Metadata-Version: 2.4
Name: threadkeeper
Version: 0.4.1
Summary: Multi-agent shared brain across Claude Code/Desktop, Codex, Gemini, Copilot, VS Code. Cross-session memory, self-improving skill loops, inter-agent signaling — one local MCP server.
Author: thread-keeper contributors
License: MIT
Project-URL: Homepage, https://github.com/po4erk91/thread-keeper
Project-URL: Repository, https://github.com/po4erk91/thread-keeper
Project-URL: Issues, https://github.com/po4erk91/thread-keeper/issues
Project-URL: Documentation, https://github.com/po4erk91/thread-keeper#readme
Project-URL: Changelog, https://github.com/po4erk91/thread-keeper/releases
Keywords: mcp,model-context-protocol,claude,codex,gemini,copilot,memory,agents,self-improving,skills
Classifier: Development Status :: 4 - Beta
Classifier: License :: OSI Approved :: MIT License
Classifier: Operating System :: MacOS
Classifier: Operating System :: POSIX :: Linux
Classifier: Programming Language :: Python :: 3.11
Classifier: Programming Language :: Python :: 3.12
Classifier: Programming Language :: Python :: 3.13
Classifier: Topic :: Software Development :: Libraries :: Python Modules
Classifier: Topic :: Scientific/Engineering :: Artificial Intelligence
Requires-Python: >=3.11
Description-Content-Type: text/markdown
License-File: LICENSE
Requires-Dist: mcp>=1.0.0
Provides-Extra: semantic
Requires-Dist: sentence-transformers>=2.2.0; extra == "semantic"
Requires-Dist: numpy>=1.24.0; extra == "semantic"
Requires-Dist: sqlite-vec>=0.1.9; extra == "semantic"
Provides-Extra: dev
Requires-Dist: pytest>=8.0; extra == "dev"
Requires-Dist: pytest-cov>=5.0; extra == "dev"
Dynamic: license-file

# thread-keeper

[![tests](https://github.com/po4erk91/thread-keeper/actions/workflows/test.yml/badge.svg)](https://github.com/po4erk91/thread-keeper/actions/workflows/test.yml)
[![Python](https://img.shields.io/badge/python-3.11%2B-blue)](https://www.python.org/downloads/)
[![License: MIT](https://img.shields.io/badge/License-MIT-yellow.svg)](LICENSE)
[![PyPI](https://img.shields.io/pypi/v/threadkeeper.svg)](https://pypi.org/project/threadkeeper/)
[![CLIs](https://img.shields.io/badge/CLIs-Claude%20%7C%20Codex%20%7C%20Gemini%20%7C%20Copilot%20%7C%20VS%20Code-green)](#multi-cli-integration)
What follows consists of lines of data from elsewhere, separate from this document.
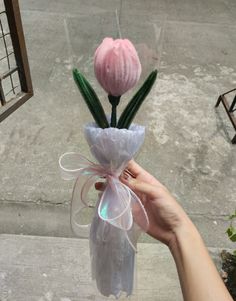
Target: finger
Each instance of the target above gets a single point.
(134, 168)
(99, 186)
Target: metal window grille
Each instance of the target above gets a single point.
(15, 80)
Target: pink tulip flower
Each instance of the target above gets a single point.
(117, 66)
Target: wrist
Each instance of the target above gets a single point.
(185, 235)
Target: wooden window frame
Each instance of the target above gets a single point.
(12, 11)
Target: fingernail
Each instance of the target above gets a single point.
(126, 176)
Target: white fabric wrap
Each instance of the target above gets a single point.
(112, 256)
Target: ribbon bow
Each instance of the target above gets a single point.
(118, 205)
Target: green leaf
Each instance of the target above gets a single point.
(91, 99)
(132, 108)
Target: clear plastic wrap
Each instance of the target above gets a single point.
(118, 216)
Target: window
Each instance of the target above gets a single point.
(15, 80)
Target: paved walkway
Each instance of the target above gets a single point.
(192, 43)
(58, 269)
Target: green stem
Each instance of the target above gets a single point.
(114, 101)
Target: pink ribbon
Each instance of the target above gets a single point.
(118, 205)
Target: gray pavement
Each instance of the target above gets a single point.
(192, 43)
(58, 269)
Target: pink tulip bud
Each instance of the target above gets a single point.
(117, 66)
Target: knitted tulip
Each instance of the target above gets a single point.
(117, 66)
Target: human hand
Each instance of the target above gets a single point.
(166, 216)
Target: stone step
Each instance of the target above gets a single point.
(34, 268)
(47, 219)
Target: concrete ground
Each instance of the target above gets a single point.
(187, 147)
(58, 269)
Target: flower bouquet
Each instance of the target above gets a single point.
(119, 214)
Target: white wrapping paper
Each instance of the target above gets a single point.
(118, 216)
(112, 256)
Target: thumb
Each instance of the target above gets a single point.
(140, 187)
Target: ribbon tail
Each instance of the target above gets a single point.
(114, 206)
(81, 209)
(141, 221)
**Multi-agent shared brain across Claude Code/Desktop, Codex, Gemini,
Copilot, and VS Code.** Cross-session memory, self-improving skill
loops, and inter-agent signaling — one local MCP server turns parallel
agent instances into a coordinated multi-agent system instead of N
isolated chats.

Every connected client (Claude Code, Claude Desktop, Codex CLI +
desktop, Gemini, Copilot, every MCP-aware VS Code extension) shares
one SQLite store, one set of threads, one user model, and one learning
loop that improves the skill library autonomously over time.

The brief format is dense — structural tags, opaque IDs, ~6 KB per
session-start injection. Optimized for agent consumption, not human reading.

---

## Why

Every agent CLI starts cold. Context dies at session boundaries.
Skills you taught Claude don't transfer to Codex. Threads you closed
in yesterday's Gemini chat are invisible to today's Copilot. Parallel
agent instances running the same task don't know about each other and
duplicate work or step on each other's writes.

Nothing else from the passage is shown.